Premier John Horgan presented the one millionth moose hide patch Thursday to organizers of a campaign calling for men to take responsibility to stop violence against women and children.
Rawhide patches, fasting and marches are a movement organized by Paul Lacerte, executive director of the B.C. Association of Aboriginal Friendship Centres, and his daughter Raven. The seventh annual march to the B.C. legislature attracted hundreds of participants, with similar events held in Alberta and the Northwest Territories communities as well.
“It’s people like Paul and Raven standing up as symbols, as role models for all of us,” Horgan said. “I’m so very proud of that and I’m grateful that the government is able to find the resources to continue this work for the next four years.”

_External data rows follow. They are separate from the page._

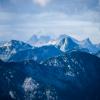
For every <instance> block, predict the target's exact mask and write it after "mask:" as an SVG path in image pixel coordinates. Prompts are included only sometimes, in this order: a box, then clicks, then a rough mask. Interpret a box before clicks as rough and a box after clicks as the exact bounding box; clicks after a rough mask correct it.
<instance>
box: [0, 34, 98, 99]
mask: <svg viewBox="0 0 100 100" xmlns="http://www.w3.org/2000/svg"><path fill="white" fill-rule="evenodd" d="M35 37H36V36H34V37H32V38H31V39H30V41H28V42H27V43H25V42H22V41H17V40H11V41H8V42H2V43H0V59H1V60H0V100H100V56H99V55H100V45H99V44H93V43H92V42H91V41H90V39H86V40H83V41H78V40H76V39H74V38H72V37H70V36H67V35H62V36H60V37H59V38H58V39H56V40H55V41H53V42H52V41H51V40H50V38H49V37H47V39H46V40H44V39H45V38H46V36H45V37H40V39H41V40H40V41H39V39H38V38H35ZM49 40H50V41H49ZM32 41H33V42H32ZM45 41H46V43H45ZM47 41H49V42H48V43H47ZM28 43H30V44H31V43H32V45H30V44H28ZM33 43H34V44H35V45H33ZM42 43H43V44H42ZM37 45H38V46H37Z"/></svg>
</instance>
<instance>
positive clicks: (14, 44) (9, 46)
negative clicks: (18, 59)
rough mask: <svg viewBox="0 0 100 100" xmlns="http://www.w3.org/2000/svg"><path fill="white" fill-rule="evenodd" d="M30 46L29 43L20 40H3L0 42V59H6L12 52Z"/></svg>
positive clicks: (22, 48) (12, 52) (25, 49)
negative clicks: (8, 41)
mask: <svg viewBox="0 0 100 100" xmlns="http://www.w3.org/2000/svg"><path fill="white" fill-rule="evenodd" d="M31 48H32V46H31V45H29V44H27V43H24V42H22V41H17V40H11V41H9V42H4V43H2V44H0V59H1V60H3V61H7V60H8V59H9V58H10V57H11V56H12V55H13V54H16V53H17V52H19V51H22V50H26V49H31Z"/></svg>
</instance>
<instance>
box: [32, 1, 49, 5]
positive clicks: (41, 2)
mask: <svg viewBox="0 0 100 100" xmlns="http://www.w3.org/2000/svg"><path fill="white" fill-rule="evenodd" d="M33 2H34V3H35V4H37V5H39V6H41V7H44V6H46V5H47V4H48V3H49V2H50V0H33Z"/></svg>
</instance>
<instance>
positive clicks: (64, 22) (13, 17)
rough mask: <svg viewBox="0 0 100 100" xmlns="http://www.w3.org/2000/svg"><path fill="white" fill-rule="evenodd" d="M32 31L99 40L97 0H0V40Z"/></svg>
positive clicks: (20, 39)
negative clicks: (88, 37)
mask: <svg viewBox="0 0 100 100" xmlns="http://www.w3.org/2000/svg"><path fill="white" fill-rule="evenodd" d="M33 34H37V35H42V34H44V35H52V36H53V35H54V36H58V35H59V34H67V35H72V36H74V37H76V38H78V39H84V38H87V37H89V38H90V39H91V40H92V41H93V42H94V43H99V42H100V0H0V40H9V39H20V40H28V39H29V38H30V37H31V36H32V35H33Z"/></svg>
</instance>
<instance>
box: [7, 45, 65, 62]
mask: <svg viewBox="0 0 100 100" xmlns="http://www.w3.org/2000/svg"><path fill="white" fill-rule="evenodd" d="M61 54H63V53H62V52H61V51H60V50H59V49H57V48H56V47H55V46H52V45H49V46H42V47H39V48H34V49H27V50H24V51H20V52H18V53H16V54H14V55H12V56H11V58H10V59H9V61H17V62H18V61H23V60H35V61H37V62H43V61H45V60H47V59H49V58H51V57H54V56H58V55H61Z"/></svg>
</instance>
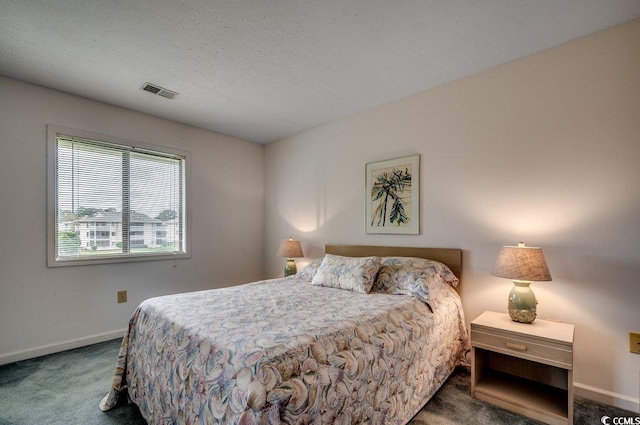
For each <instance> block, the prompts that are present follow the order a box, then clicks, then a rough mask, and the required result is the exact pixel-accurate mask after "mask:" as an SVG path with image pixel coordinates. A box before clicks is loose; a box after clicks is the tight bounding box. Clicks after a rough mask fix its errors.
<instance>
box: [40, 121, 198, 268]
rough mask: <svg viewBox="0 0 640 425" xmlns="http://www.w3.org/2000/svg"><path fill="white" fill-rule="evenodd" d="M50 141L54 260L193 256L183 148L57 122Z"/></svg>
mask: <svg viewBox="0 0 640 425" xmlns="http://www.w3.org/2000/svg"><path fill="white" fill-rule="evenodd" d="M47 144H48V217H47V218H48V225H49V226H48V265H49V266H63V265H80V264H97V263H104V262H121V261H142V260H158V259H167V258H182V257H187V256H189V250H188V244H187V242H188V241H189V238H188V231H187V230H188V220H187V203H186V192H187V190H186V186H187V185H186V182H187V161H188V156H187V153H186V152H181V151H177V150H174V149H168V148H161V147H157V146H149V145H143V144H140V143H134V142H130V141H126V140H121V139H116V138H113V137H108V136H102V135H97V134H92V133H88V132H85V131H80V130H73V129H67V128H62V127H57V126H52V125H48V126H47ZM160 226H161V228H162V229H163V232H165V233H164V234H162V239H157V236H159V235H156V230H155V229H156V228H157V227H160ZM81 229H83V230H81Z"/></svg>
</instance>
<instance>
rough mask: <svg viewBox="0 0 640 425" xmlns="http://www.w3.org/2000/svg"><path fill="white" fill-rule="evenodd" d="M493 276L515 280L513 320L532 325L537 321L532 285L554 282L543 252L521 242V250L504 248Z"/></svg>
mask: <svg viewBox="0 0 640 425" xmlns="http://www.w3.org/2000/svg"><path fill="white" fill-rule="evenodd" d="M491 274H492V275H493V276H497V277H503V278H505V279H511V280H513V288H512V289H511V292H510V293H509V316H510V317H511V320H513V321H514V322H521V323H532V322H533V321H534V320H535V318H536V305H537V304H538V301H537V300H536V296H535V295H534V294H533V291H532V290H531V288H530V287H529V284H530V283H531V282H532V281H533V282H548V281H550V280H551V274H550V273H549V268H548V267H547V262H546V261H545V260H544V254H543V253H542V249H541V248H534V247H530V246H525V245H524V242H520V243H519V244H518V246H503V247H502V250H500V254H498V259H497V260H496V264H495V265H494V266H493V270H492V271H491Z"/></svg>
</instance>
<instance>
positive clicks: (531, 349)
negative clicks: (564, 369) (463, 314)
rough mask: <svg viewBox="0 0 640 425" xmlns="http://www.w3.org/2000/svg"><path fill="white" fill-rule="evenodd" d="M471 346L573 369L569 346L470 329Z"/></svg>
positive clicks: (506, 332) (536, 361) (491, 332)
mask: <svg viewBox="0 0 640 425" xmlns="http://www.w3.org/2000/svg"><path fill="white" fill-rule="evenodd" d="M471 344H472V345H473V346H474V347H478V348H484V349H489V350H492V351H496V352H499V353H502V354H507V355H510V356H514V357H520V358H523V359H529V360H533V361H536V362H540V363H545V364H549V365H552V366H557V367H561V368H563V369H570V370H571V369H573V352H572V349H571V346H565V345H563V344H559V343H553V342H550V341H544V340H540V339H533V338H528V337H524V338H523V337H522V335H519V337H514V336H512V335H509V333H508V332H504V333H500V332H498V331H496V330H491V331H490V332H486V331H484V330H482V329H478V327H474V326H472V328H471Z"/></svg>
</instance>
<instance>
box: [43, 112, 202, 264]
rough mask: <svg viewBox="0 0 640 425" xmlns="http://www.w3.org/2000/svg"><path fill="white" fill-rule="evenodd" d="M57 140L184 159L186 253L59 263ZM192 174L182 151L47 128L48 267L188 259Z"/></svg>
mask: <svg viewBox="0 0 640 425" xmlns="http://www.w3.org/2000/svg"><path fill="white" fill-rule="evenodd" d="M59 136H67V137H74V138H78V139H85V140H95V141H99V142H101V143H104V144H107V145H114V146H115V147H127V148H130V149H132V150H136V149H138V150H142V151H144V150H146V151H149V152H157V153H164V154H169V155H175V156H179V157H181V158H183V159H184V167H183V179H184V199H183V206H184V210H185V211H184V214H183V217H182V226H183V229H184V231H183V238H184V242H183V248H184V251H185V252H167V253H127V254H123V255H118V256H113V255H112V256H104V257H100V256H96V257H94V256H91V257H88V258H86V259H85V258H82V259H59V258H58V257H57V252H56V236H57V233H58V232H57V231H58V229H57V222H56V200H57V174H56V170H57V164H56V158H57V138H58V137H59ZM190 174H191V159H190V154H189V152H188V151H183V150H179V149H174V148H168V147H164V146H158V145H153V144H148V143H142V142H134V141H131V140H127V139H122V138H118V137H113V136H107V135H104V134H98V133H93V132H90V131H85V130H78V129H73V128H68V127H62V126H58V125H52V124H47V266H48V267H61V266H80V265H90V264H108V263H128V262H137V261H151V260H174V259H179V258H190V257H191V225H190V224H191V216H190V215H191V208H190V204H189V202H188V200H189V196H188V193H189V188H190V186H191V185H190V180H191V179H190Z"/></svg>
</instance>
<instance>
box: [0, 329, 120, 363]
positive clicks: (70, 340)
mask: <svg viewBox="0 0 640 425" xmlns="http://www.w3.org/2000/svg"><path fill="white" fill-rule="evenodd" d="M125 332H126V329H119V330H116V331H111V332H105V333H101V334H97V335H91V336H88V337H83V338H76V339H71V340H68V341H64V342H60V343H56V344H49V345H42V346H40V347H34V348H29V349H26V350H20V351H14V352H12V353H5V354H0V365H3V364H7V363H13V362H19V361H21V360H26V359H32V358H34V357H40V356H45V355H47V354H53V353H58V352H60V351H65V350H72V349H74V348H78V347H84V346H85V345H91V344H96V343H98V342H104V341H109V340H112V339H116V338H122V337H123V336H124V334H125Z"/></svg>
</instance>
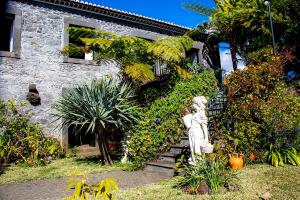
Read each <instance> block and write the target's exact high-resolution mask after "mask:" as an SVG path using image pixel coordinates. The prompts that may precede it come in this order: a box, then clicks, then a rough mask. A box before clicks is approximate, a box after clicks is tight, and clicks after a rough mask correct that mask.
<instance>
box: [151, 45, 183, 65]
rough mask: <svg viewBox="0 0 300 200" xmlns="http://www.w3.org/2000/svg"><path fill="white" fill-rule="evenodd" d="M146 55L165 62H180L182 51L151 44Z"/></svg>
mask: <svg viewBox="0 0 300 200" xmlns="http://www.w3.org/2000/svg"><path fill="white" fill-rule="evenodd" d="M147 51H148V53H151V54H153V55H154V56H155V57H157V58H160V59H162V60H164V61H167V62H176V63H177V62H180V60H181V58H182V51H180V50H179V49H177V48H174V47H171V46H168V45H165V44H161V43H159V42H153V43H151V44H150V45H149V47H148V49H147Z"/></svg>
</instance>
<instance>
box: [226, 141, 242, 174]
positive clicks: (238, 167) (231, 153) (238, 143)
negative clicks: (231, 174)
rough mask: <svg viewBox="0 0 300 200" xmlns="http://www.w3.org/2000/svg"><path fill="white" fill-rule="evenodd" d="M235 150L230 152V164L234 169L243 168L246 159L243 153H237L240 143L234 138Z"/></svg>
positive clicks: (230, 166)
mask: <svg viewBox="0 0 300 200" xmlns="http://www.w3.org/2000/svg"><path fill="white" fill-rule="evenodd" d="M233 143H234V152H233V153H231V154H229V165H230V167H231V168H232V169H242V168H243V167H244V160H243V156H244V155H243V154H242V153H236V147H237V145H238V144H239V140H238V139H236V138H235V139H233Z"/></svg>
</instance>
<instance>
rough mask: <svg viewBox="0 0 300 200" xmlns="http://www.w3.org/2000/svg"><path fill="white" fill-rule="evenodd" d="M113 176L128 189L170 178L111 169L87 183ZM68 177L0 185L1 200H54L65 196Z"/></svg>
mask: <svg viewBox="0 0 300 200" xmlns="http://www.w3.org/2000/svg"><path fill="white" fill-rule="evenodd" d="M110 177H112V178H115V179H116V181H117V184H118V186H119V188H121V189H128V188H133V187H138V186H143V185H147V184H151V183H156V182H159V181H161V180H163V179H168V178H171V176H170V175H168V174H165V173H161V172H150V171H135V172H126V171H111V172H103V173H100V174H90V175H89V176H88V182H89V183H93V184H95V183H97V182H99V181H100V180H102V179H104V178H110ZM67 179H68V177H65V178H60V179H48V180H34V181H28V182H23V183H12V184H5V185H0V199H1V200H38V199H40V200H50V199H51V200H54V199H62V198H63V197H65V194H64V190H65V188H66V187H67V185H68V183H67V182H66V180H67Z"/></svg>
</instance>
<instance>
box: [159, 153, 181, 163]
mask: <svg viewBox="0 0 300 200" xmlns="http://www.w3.org/2000/svg"><path fill="white" fill-rule="evenodd" d="M176 158H177V155H176V154H174V153H169V152H165V153H160V154H158V158H157V160H159V161H167V162H173V163H175V162H176Z"/></svg>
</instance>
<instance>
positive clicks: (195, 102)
mask: <svg viewBox="0 0 300 200" xmlns="http://www.w3.org/2000/svg"><path fill="white" fill-rule="evenodd" d="M207 103H208V102H207V100H206V98H205V97H204V96H198V97H194V98H193V107H194V108H196V109H198V108H201V107H205V106H206V105H207Z"/></svg>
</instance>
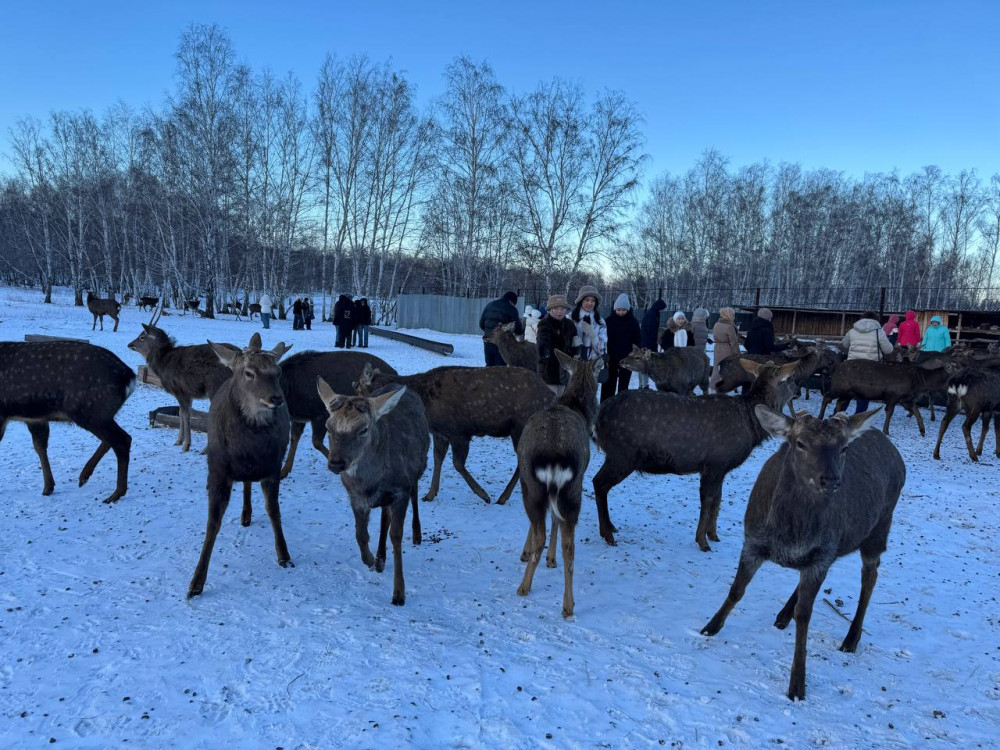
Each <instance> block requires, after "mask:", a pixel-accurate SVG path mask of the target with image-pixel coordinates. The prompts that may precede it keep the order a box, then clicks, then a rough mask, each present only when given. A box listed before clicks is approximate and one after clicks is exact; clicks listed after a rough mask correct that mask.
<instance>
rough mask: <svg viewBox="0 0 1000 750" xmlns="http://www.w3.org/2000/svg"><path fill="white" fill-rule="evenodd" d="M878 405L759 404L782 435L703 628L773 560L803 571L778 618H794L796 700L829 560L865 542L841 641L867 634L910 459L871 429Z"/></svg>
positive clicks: (781, 564)
mask: <svg viewBox="0 0 1000 750" xmlns="http://www.w3.org/2000/svg"><path fill="white" fill-rule="evenodd" d="M880 410H881V407H879V409H875V410H872V411H867V412H864V413H862V414H856V415H854V416H852V417H848V416H847V415H845V414H836V415H834V416H833V417H832V418H831V419H828V420H826V421H820V420H818V419H816V418H814V417H811V416H809V415H807V414H805V413H804V412H803V413H801V415H800V416H799V417H798V418H797V419H789V418H788V417H786V416H784V415H783V414H779V413H778V412H775V411H772V410H770V409H768V408H767V407H765V406H757V407H756V413H757V419H758V421H759V422H760V424H761V425H762V426H763V427H764V429H766V430H767V431H768V432H769V433H770V434H772V435H774V436H775V437H782V438H784V439H785V444H784V445H782V446H781V448H780V449H778V452H777V453H775V454H774V455H773V456H772V457H771V458H770V459H768V461H767V463H766V464H764V468H762V469H761V470H760V475H759V476H758V477H757V482H756V483H755V484H754V487H753V491H752V492H751V493H750V502H749V503H748V504H747V511H746V516H745V518H744V522H743V529H744V531H743V534H744V539H743V551H742V552H741V553H740V563H739V568H738V570H737V571H736V579H735V580H734V581H733V585H732V587H731V588H730V589H729V596H728V597H726V601H725V602H724V603H723V605H722V607H721V608H720V609H719V611H718V612H717V613H716V614H715V616H714V617H713V618H712V619H711V621H710V622H709V623H708V625H706V626H705V627H704V628H703V629H702V631H701V632H702V633H703V634H704V635H715V634H716V633H718V632H719V631H720V630H721V629H722V626H723V625H724V624H725V622H726V618H727V617H728V616H729V613H730V612H731V611H732V609H733V607H735V606H736V604H737V603H738V602H739V601H740V599H742V598H743V594H744V592H745V591H746V587H747V584H749V583H750V580H751V579H752V578H753V576H754V573H756V572H757V570H758V569H759V568H760V566H761V565H762V564H763V563H764V562H765V561H766V560H771V561H772V562H776V563H777V564H778V565H781V566H782V567H784V568H792V569H793V570H797V571H799V584H798V586H796V588H795V591H793V592H792V595H791V597H790V598H789V599H788V602H787V603H786V604H785V606H784V607H782V609H781V611H780V612H779V613H778V616H777V618H776V619H775V621H774V626H775V627H776V628H779V629H781V630H784V629H785V628H786V627H788V623H789V622H791V620H792V618H793V617H794V618H795V657H794V659H793V660H792V673H791V678H790V680H789V683H788V697H789V698H790V699H791V700H803V699H804V698H805V697H806V645H807V637H808V633H809V620H810V618H811V616H812V609H813V603H814V602H815V600H816V595H817V594H818V593H819V590H820V588H821V587H822V586H823V581H824V579H825V578H826V574H827V572H828V571H829V570H830V566H832V565H833V563H834V562H835V561H836V560H837V558H838V557H843V556H845V555H849V554H850V553H852V552H854V551H855V550H858V551H860V552H861V595H860V596H859V597H858V609H857V612H856V613H855V615H854V619H853V620H852V621H851V627H850V628H849V629H848V631H847V637H845V638H844V641H843V643H841V645H840V650H841V651H844V652H847V653H854V651H855V650H856V649H857V647H858V641H859V640H860V639H861V628H862V626H863V625H864V621H865V613H866V612H867V610H868V603H869V601H870V600H871V596H872V590H873V589H874V588H875V581H876V579H877V578H878V567H879V562H880V560H881V557H882V553H883V552H885V549H886V543H887V542H888V538H889V529H890V527H891V526H892V514H893V511H894V510H895V508H896V502H897V501H898V500H899V493H900V492H901V491H902V489H903V484H904V483H905V481H906V467H905V466H904V464H903V459H902V458H900V455H899V451H897V450H896V448H895V446H893V444H892V443H891V442H890V441H889V438H887V437H886V436H885V435H883V434H882V433H880V432H876V431H874V430H866V427H868V425H869V424H870V423H871V422H872V420H873V419H874V418H875V416H876V415H877V414H878V412H879V411H880Z"/></svg>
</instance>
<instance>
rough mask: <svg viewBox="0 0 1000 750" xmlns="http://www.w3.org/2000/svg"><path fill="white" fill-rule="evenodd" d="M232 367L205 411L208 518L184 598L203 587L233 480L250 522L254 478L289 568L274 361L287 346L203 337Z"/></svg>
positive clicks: (283, 556) (195, 592)
mask: <svg viewBox="0 0 1000 750" xmlns="http://www.w3.org/2000/svg"><path fill="white" fill-rule="evenodd" d="M208 344H209V346H211V347H212V350H213V351H214V352H215V354H216V356H217V357H218V358H219V361H221V362H222V363H223V364H225V365H226V367H228V368H229V370H230V371H231V372H232V377H230V378H229V380H227V381H226V382H225V383H223V384H222V386H221V387H220V388H219V390H218V391H217V392H216V394H215V398H214V399H213V400H212V405H211V407H209V411H208V449H207V454H208V522H207V524H206V527H205V542H204V544H203V545H202V548H201V555H200V557H199V558H198V564H197V566H196V567H195V570H194V575H193V576H192V578H191V583H190V585H189V586H188V594H187V595H188V598H189V599H190V598H192V597H195V596H199V595H201V593H202V592H203V591H204V590H205V579H206V578H207V576H208V564H209V561H210V560H211V557H212V548H213V547H214V546H215V539H216V537H217V536H218V535H219V529H220V528H221V526H222V517H223V516H224V515H225V513H226V508H227V507H229V499H230V496H231V495H232V492H233V483H234V482H243V483H244V484H243V515H242V518H241V520H242V523H243V525H244V526H246V525H249V522H250V507H249V504H250V493H249V486H250V485H249V483H250V482H260V487H261V490H262V491H263V493H264V499H265V504H266V509H267V516H268V518H269V519H270V521H271V529H272V531H273V532H274V549H275V551H276V552H277V555H278V565H280V566H281V567H283V568H287V567H292V568H294V567H295V564H294V563H293V562H292V560H291V556H290V555H289V554H288V545H287V544H286V543H285V535H284V532H283V531H282V529H281V509H280V507H279V505H278V486H279V483H280V481H281V480H280V475H281V459H282V457H283V456H284V454H285V449H286V448H287V447H288V430H289V421H288V407H287V405H286V404H285V397H284V394H283V393H282V392H281V385H280V383H279V382H278V377H279V375H280V372H281V367H280V366H279V364H278V362H279V361H280V360H281V357H282V356H283V355H284V354H285V352H287V351H288V350H289V349H290V348H291V346H286V345H285V344H284V343H283V342H282V343H279V344H278V345H277V346H275V347H274V348H273V349H271V350H270V351H266V350H262V349H261V339H260V334H259V333H255V334H254V335H253V337H251V339H250V343H249V345H248V346H247V347H246V348H245V349H242V350H240V349H235V348H233V347H229V346H225V345H219V344H215V343H212V342H211V341H209V342H208Z"/></svg>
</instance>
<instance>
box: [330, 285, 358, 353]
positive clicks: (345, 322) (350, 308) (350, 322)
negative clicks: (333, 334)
mask: <svg viewBox="0 0 1000 750" xmlns="http://www.w3.org/2000/svg"><path fill="white" fill-rule="evenodd" d="M333 324H334V325H335V326H337V343H336V344H335V346H336V347H337V348H338V349H343V348H344V347H347V348H348V349H350V348H351V332H352V331H353V330H354V303H353V302H352V301H351V298H350V297H348V296H347V295H346V294H342V295H340V299H338V300H337V304H335V305H334V306H333Z"/></svg>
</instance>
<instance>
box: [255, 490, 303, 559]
mask: <svg viewBox="0 0 1000 750" xmlns="http://www.w3.org/2000/svg"><path fill="white" fill-rule="evenodd" d="M280 481H281V480H280V479H279V477H278V476H277V475H274V476H271V477H268V478H267V479H262V480H260V488H261V490H263V492H264V502H265V505H264V508H265V509H266V510H267V517H268V518H269V519H271V530H272V531H274V551H275V552H277V553H278V565H280V566H281V567H283V568H287V567H292V568H294V567H295V564H294V563H293V562H292V558H291V557H290V556H289V554H288V545H287V544H285V534H284V532H283V531H282V530H281V508H280V507H279V506H278V483H279V482H280Z"/></svg>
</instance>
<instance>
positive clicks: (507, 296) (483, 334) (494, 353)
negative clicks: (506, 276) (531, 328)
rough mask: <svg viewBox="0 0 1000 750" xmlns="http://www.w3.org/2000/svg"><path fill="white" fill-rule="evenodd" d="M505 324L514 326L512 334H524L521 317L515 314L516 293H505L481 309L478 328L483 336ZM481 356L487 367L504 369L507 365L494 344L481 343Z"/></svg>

Horgan presented the one millionth pin to Lorelei Williams, founder of the Butterflies in Spirit dance group that commemorates missing and murdered Indigenous women. Group members spoke about relatives who have suffered violence and men lined the legislature steps to symbolize their commitment to keep women and girls safe.
The Moose Hide Campaign focuses mainly on Indigenous women and girls, who are three times more likely to report having been a victim of violent crime. The campaign is open to everyone, and organizers cite a study showing that one in four women attending college or university in Canada will be sexually assaulted by the time she graduates.